Teacher, administrator, researcher, and mother of two - after 25 years, Baldwin is still very much in the eye of the storm. "My children are young, Kim and I have yet to write volume two of the book - I don't think I've reached the time for reflection yet," she says. "But it's out there like a promise: Someday life will be less hectic."
Dennis Hightower
Dennis Hightower, an Alumni Achievement Award recipient in 1992, epitomizes the long-standing HBS tradition of attracting hands-on practitioners to the faculty. Cheerfully characterizing his faculty appointment as "Dennis: Act III," the energetic Hightower became a senior lecturer in 1996 and a professor of management in 1997 following an exemplary business career and a stellar eight-year stint as a military officer.

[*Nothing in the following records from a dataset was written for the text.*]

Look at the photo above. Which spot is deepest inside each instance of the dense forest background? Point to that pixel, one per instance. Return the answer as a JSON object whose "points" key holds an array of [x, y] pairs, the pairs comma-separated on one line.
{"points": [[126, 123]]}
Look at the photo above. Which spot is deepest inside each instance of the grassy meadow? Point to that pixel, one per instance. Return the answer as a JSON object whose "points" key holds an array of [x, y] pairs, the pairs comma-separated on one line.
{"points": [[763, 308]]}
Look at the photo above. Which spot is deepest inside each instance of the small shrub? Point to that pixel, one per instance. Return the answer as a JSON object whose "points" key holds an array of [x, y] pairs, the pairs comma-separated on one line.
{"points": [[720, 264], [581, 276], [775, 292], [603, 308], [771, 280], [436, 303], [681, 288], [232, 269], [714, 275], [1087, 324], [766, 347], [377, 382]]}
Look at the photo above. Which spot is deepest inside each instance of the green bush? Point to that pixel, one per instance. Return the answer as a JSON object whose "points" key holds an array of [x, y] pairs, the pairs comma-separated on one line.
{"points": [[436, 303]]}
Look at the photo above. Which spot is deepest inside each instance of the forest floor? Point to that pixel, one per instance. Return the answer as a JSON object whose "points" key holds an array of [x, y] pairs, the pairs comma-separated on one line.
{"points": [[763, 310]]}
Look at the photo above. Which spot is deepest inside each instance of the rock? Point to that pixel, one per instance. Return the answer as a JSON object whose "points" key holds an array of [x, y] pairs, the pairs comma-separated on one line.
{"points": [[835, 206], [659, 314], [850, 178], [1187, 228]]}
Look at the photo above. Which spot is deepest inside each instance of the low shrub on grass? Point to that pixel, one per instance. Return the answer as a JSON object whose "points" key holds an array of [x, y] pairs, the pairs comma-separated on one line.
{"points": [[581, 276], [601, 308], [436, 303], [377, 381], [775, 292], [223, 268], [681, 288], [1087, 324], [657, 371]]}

Hightower notes that today's student body represents a far greater range of ages and cultures than in 1972. "As a teacher, I find that the quality of discussions are much richer because they reflect a wider range of cultural viewpoints that go beyond a purely U.S.-centric view," notes Hightower. "Today's students have a more pragmatic perspective. They don't merely focus on the theory of the case, and they tend to promote more global considerations." Because his students demand substantial real-world relevance alongside theory, Hightower's academic work focuses on issues of leadership and global management from the general manager's perspective.
Hightower credits his career in the Army, where he attained the rank of major at age 27, with teaching him the nuances of leadership. "As MBAs, we tend to become quite enamored with the processes of planning, analyzing, and making financial projections," he observes. "But in the final analysis, none of that can happen if you don't have the right people. As an officer, I had to know how to get things done through others by selecting them properly, trusting them, allowing them to do what they were best at, and providing the correct amount of push and pull," Hightower asserts.
He put those lessons to work after leaving the military and earning his MBA when he em-barked on a business career that included stints as a McKinsey consultant, a general manager at GE, president of Disney's Europe/Middle East/Africa consumer products division, and president of Disney's global television and telecommunications businesses.
Noting that compared with his generation, today's MBA students have a better sense of balance when juggling work, family, and community service, Hightower counsels them to remain attuned to their individual abilities and limitations when making career choices. "I have my own definition of success that is internally driven and has the support of my family," he says proudly. Like Barrett and Baldwin, Hightower's path to success has led him straight back to HBS.